Enviado por en noviembre 20, 2012 – 3:13 pm | 2.425 views
anemia

Por: Gabriel Aisenberg

Se llama anemia a la disminución del número de glóbulos rojos o de la cifra de hemoglobina (la proteína de los glóbulos rojos que lleva oxígeno) por debajo de los límites normales, teniendo en consideración que dichos límites varían según la edad y la raza.

Si bien se la considera un trastorno hematológico (o sea, de la sangre), a veces ocurre en respuesta a problemas que no son hematológicos, tales como ciertas infecciones, o pérdidas de sangre. Más comúnmente se trata de un problema primario de la sangre, ya sea que los glóbulos rojos no puedan formarse o se destruyan.
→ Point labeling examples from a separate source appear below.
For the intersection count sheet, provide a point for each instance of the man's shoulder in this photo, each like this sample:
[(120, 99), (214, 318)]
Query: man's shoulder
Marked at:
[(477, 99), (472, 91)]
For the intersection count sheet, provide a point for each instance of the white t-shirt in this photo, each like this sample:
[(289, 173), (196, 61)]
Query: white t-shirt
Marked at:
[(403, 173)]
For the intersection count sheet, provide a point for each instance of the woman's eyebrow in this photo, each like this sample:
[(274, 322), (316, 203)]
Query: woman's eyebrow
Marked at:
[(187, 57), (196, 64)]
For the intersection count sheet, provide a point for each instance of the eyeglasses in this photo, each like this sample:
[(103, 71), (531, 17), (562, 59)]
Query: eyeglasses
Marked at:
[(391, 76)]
Sus manifestaciones dependen de la rapidez con que aparece así como su severidad. En términos generales, cuando se instala lentamente, el cuerpo compensa el cuadro y los síntomas pueden no ser evidentes. En esos casos, los doctores sospechan de la presencia de anemia cuando encuentran en el examen físico de los niños palidez de la piel. Algunos síntomas más sutiles, tales como cefaleas, irritabilidad, mal humor, cambios de carácter, cansancio y falta de apetito pueden también estar presentes.

Frecuentemente los doctores encuentran aumento de la frecuencia cardíaca y respiratoria, soplos transitorios sobre el corazón, dificultad respiratoria con el esfuerzo, y debilidad.

A veces la palidez representa mala circulación más que falta de glóbulos rojos. Esta confusión es causa común de consulta entre los pediatras.

La anemia se puede clasificar según el origen en:

1.- Falta de producción (de glóbulos rojos o de hemoglobina).

– Anemias nutricionales: falta de hierro, vitamina B12 o de ácido fólico, desnutrición en general.

-Anemias en respuesta a tóxicos: ciertas medicinas, o plomo.

-Anemias aplásticas (falla la médula ósea, donde las células de la sangre se generan).

– Anemia de la enfermedad crónica (reumatismos, cáncer, insuficiencia renal, infecciones)

2.- Destrucción acelerada o hemólisis.

– Enfermedades congénitas en las que existen fallas en la forma de la hemoglobina(talasemia, anemia falciforme)o de ciertas proteínas de la superficie de los glóbulos rojos(esferocitosis, hemoglobinuria paroxística nocturna), que hacen que los estos se deformen y duren menos en la circulación.

 – Trastornos inmunitarios: nuestro sistema de defensa se confunde y genera anticuerpos contra nuestros glóbulos rojos, promoviendo su destrucción.  Un mecanismo similar ocurre cuando el recién nacido y la madre tienen grupos sanguíneos diferentes, y anticuerpos de la madre destruyen los glóbulos rojos del bebé (enfermedad hemolítica del recién nacido).

3.- Incremento de pérdidas (hemorragias agudas o crónicas).

4.- Infecciones que destruyen directamente el glóbulo rojo (malaria y otras).

Si bien los doctores con experiencia pueden predecir la severidad y causa de la anemia, solo los exámenes de laboratorio pueden determinar esto con exactitud. Dos cosas importantes pueden inferirse del diagnóstico de la causa de la anemia: el pronóstico (qué se espera del cuadro en curso), y el tratamiento (¿puede tratarse? ¿Cómo?)

Como recomiendo en cada caso, consulte a su doctor. Una intervención oportuna le evitará a usted y a sus hijos innecesarios dolores de cabeza.